Opening weekend: $10 million.
9) The Man
Samuel L. Jackson and Eugene Levy are pretty much the perfect movie pairing. Perfect because, between the two, they have the distinction of appearing in seemingly every other movie that has been released in the last five years. And even more so because when either of these actors are on, they are a delight to watch, but unfortunately they both also have a knack for taking some pretty flimsy roles.
In The Man, Jackson stars as a law enforcement officer in the middle of a sting operation. Levy is a salesman who inadvertently gets caught up in the situation, one thing leads to another, and the two become partners. When buddy comedies work, like in Lethal Weapon or 48 Hours, they are a delight to watch over and over again. When they don't work, like in Starsky and Hutch, they are akin to torture. Which side of the Jackson/Levy team-up will we see here?

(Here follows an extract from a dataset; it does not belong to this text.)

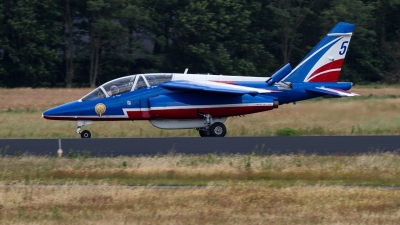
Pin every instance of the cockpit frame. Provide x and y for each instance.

Opening weekend: $9 million.
In Venom, a deranged lunatic in a black alien costume has kidnapped Mary Jane and is holding her hostage in an attempt to lure the friendly neighborhood Spider-man to his death. Oh, right, that's the plot of Spider-man 3 ...and now I've said too much.
Venom, from the director of I Know What You Did Last Summer and starring a bunch of nobodies, joins the ever-growing list of 2005 entries into the horror genre. Taking place in the swamps of Louisiana, this voodoo-tinged movie may be coming at just the wrong time. And furthermore, are people getting sick of horror movies yet? Or are they just sick of bad horror movies? Expect a very mild opening weekend and then a quick fadeout.
Opening weekend: $6 million.
Just Under the Radar
A History of Violence
David Cronenberg, the trippy Canadian director of such existential films as Naked Lunch, eXistenZ, and Spider, is back with A History of Violence. In the movie, a hero is confronted by some strange men who claim that the hero did bad things in the past and they want revenge. Cronenberg's films certainly aren't for everyone, but it is bound to be original and worth a look.
In this modern-day horror take on The Boy Who Cried Wolf, a group of students at a wealthy prep school get caught up in a game of deception. The game turns serious when students start getting killed. Sounds pretty interesting. Plus it costars Jon Bon Jovi!
John Madden (no not that one), the director of the award-winning Shakespeare in Love, returns to the cinema with Proof. Gwyneth Paltrow is a woman who comes to care for her dying father (Anthony Hopkins) and must deal with several other people that were in his life. The pedigree is certainly there; this one could very well be in the mix during awards season.
* Please note that all opening weekend estimates are preliminary and do not account for final screen counts.